Fast growing vegetation of the climbing and flowering sort hid the less than stellar results. (Trust me, that still works at my house.)
I don’t know how Flanner met the architect Frederick Monhoff, but, “Very happily, both for my own life and our immediate circumstances as abashed householders, we had not lived in our delightful slum for more than half a year when I married.”
Monhoff reconstituted and in some cases, totally rebuilt the three structures into actual living spaces. A unique zigzag wood and cinderblock wall still surrounds the houses and the houses still surround the garden, and in the garden some of the original plants still thrive.
As Monhoff installed the wall, Flanner, all chuffed and proud of her husband, told a neighbor:
“Our wall is designed with certain formal irregularities.
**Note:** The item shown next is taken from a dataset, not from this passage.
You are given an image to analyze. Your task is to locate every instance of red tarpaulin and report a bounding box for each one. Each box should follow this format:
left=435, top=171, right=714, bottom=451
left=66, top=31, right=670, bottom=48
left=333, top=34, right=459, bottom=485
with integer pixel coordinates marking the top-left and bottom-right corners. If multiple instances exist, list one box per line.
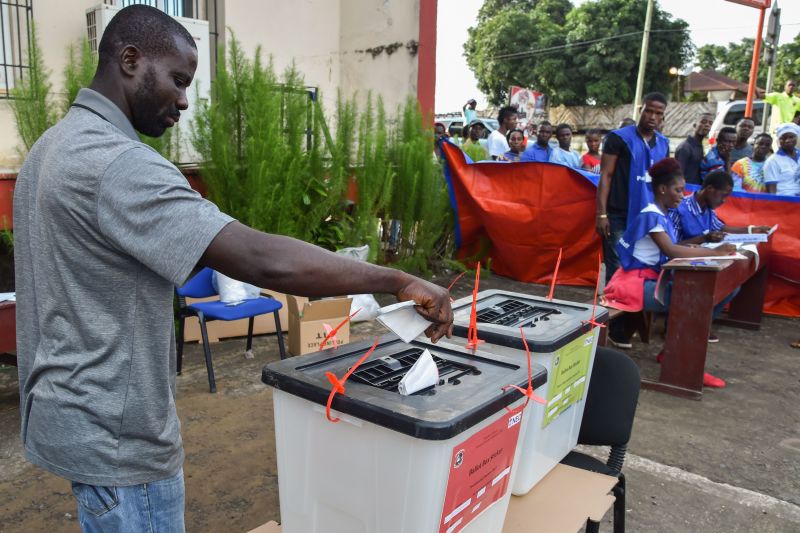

Have you ever seen a serpentine wall?”
“I have not,” she said. “But I can see by the foundations that yours is going to wiggle.”
I try to steer clear of nostalgia for a past that was never mine; we lose enough in our own lifetime.
But that which remains is ours to treasure and respect -- just as the current owners of the former Flanner/Monhoff property lovingly maintain and restore the history and beauty in their care. Fittingly, one of the owners is Victoria Liptak, Dean of the Faculty at Woodbury University. She teaches architecture, and says:
“It’s so easy for architecture to be a manifestation of control over nature. I try to teach and live an alternative to that. I live in Altadena because I want to deepen my understanding and renew my appreciation of the power of nature. As part of teaching architecture, I bring my students once a year up to Echo Mountain, to expose them to this power.”
After observing and attending some years of preservation meetings, I've learned the quality of mercy can be strained. But now as many of us fight to save historic structures, the sanctity of mountains and oceans, the open space that’s left, we appreciate mercy, given gently or grudgingly, wherever we find it.